The point that the subject of the Act is not clearly expressed in its title does not merit discussion: McGuire v.City of Philadelphia, 245 Pa. 307, 91 A. 628; Miller v.Northampton Co., 307 Pa. 550, 162 A. 209.
The trustees have been ready and willing to pay the tax when due and, according to the record, have really been stakeholders during the period in which the matter has been in litigation by the two counties. Timely steps were taken to have the dispute settled judicially. If the tax had been paid pendente lite, an unauthorized payment could perhaps not have been recovered back: compare Arrott v. Allegheny Co., 328 Pa. 293, 194 A. 910. The Act of May 22, 1933, P. L. 853, sec. 518, amended July 12, 1935, P. L. 674, and July 15, 1935, P. L. 1007, 72 PS section 5020-518, cannot be said to afford adequate opportunity for trustees to recover over-payments because it might become necessary to file final *Page 41 
accounts of the trusts before obtaining complete refunds by means of the setoff, or credit against future taxes, allowed by the Act. In the circumstances, we think that if the taxes are promptly paid throughout the state after the records in these appeals are returned, it would be inequitable to exact the penalties and interest in addition to the tax and for that reason they should not be recovered: compare Phipps et al.,Trustees, v. Kirk, 333 Pa. 478, 5 A.2d 143.
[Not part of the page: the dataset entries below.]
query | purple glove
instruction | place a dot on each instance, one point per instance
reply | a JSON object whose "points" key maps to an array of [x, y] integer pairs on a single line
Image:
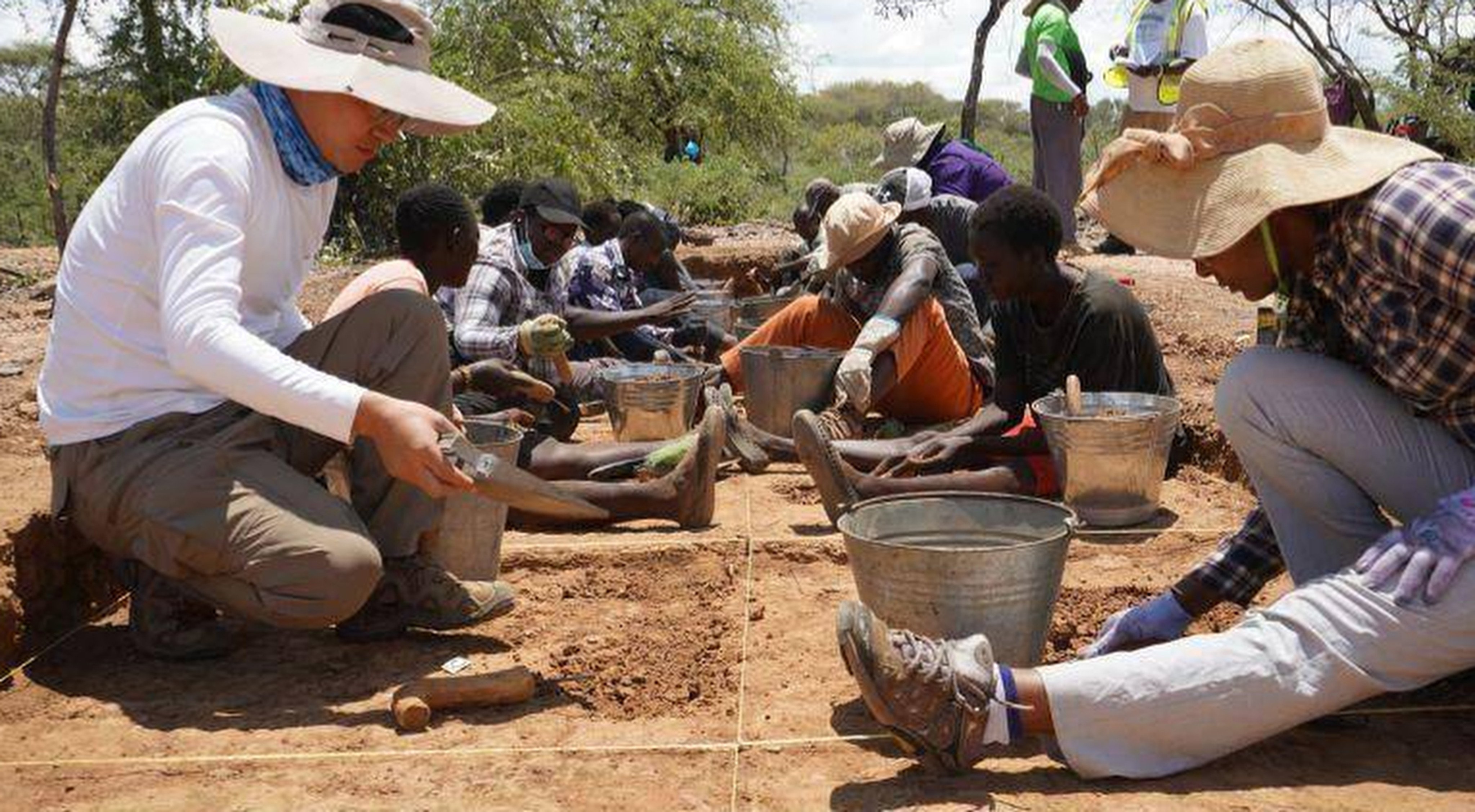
{"points": [[1429, 553], [1157, 621]]}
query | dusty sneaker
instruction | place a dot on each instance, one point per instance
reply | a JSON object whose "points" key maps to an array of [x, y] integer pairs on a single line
{"points": [[418, 593], [166, 623], [931, 695], [830, 472]]}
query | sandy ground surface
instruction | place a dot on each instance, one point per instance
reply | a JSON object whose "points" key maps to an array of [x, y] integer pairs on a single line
{"points": [[706, 665]]}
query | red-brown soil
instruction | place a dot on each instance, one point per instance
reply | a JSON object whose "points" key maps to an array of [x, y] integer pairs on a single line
{"points": [[680, 670]]}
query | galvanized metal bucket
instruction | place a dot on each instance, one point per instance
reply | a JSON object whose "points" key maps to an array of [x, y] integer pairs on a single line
{"points": [[1113, 456], [784, 379], [651, 401], [716, 307], [470, 543], [958, 564]]}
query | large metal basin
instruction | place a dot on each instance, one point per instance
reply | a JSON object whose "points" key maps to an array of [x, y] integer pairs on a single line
{"points": [[784, 379], [651, 401], [1113, 456], [953, 564]]}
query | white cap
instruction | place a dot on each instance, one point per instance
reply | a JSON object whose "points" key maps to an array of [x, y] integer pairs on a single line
{"points": [[912, 188]]}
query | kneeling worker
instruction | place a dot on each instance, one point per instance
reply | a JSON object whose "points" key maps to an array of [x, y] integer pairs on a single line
{"points": [[187, 401]]}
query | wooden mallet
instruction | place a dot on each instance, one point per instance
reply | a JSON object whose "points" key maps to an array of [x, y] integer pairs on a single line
{"points": [[414, 702]]}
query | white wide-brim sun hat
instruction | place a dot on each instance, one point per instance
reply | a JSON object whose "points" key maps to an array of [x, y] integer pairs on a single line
{"points": [[319, 57], [1251, 138]]}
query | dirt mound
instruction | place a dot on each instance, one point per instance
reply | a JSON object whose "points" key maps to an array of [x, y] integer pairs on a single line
{"points": [[667, 649]]}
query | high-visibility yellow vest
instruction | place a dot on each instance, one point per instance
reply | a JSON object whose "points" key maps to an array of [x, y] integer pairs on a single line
{"points": [[1167, 83]]}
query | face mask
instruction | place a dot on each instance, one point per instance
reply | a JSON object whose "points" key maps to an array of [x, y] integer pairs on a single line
{"points": [[526, 251]]}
The judgment of the Court of Common Pleas No. 1 of Philadelphia County is reversed and the record is remitted to the court below for the purpose of making an order in conformity with this opinion.
The judgment of the Court of Common Pleas of Montgomery County is affirmed. The costs of the appeals shall be divided equally between Philadelphia County and Montgomery County.
1 P. L. 413.
2 P. L. 507, 72 PS section 4821, et seq.
3 The same question, we are informed, is pending in different parts of the state in cases in which trust property is kept and administered in one county by two or more trustees, of whom only one is domiciled in the county in which the trust is administered.
4 P. L. 507, 72 PS section 4821, et seq.
5 Eastman: Law of Taxation in Pennsylvania (1909), Vol. 2, p. 765, 790; and Cumulative Supplement (1922), p. 1414.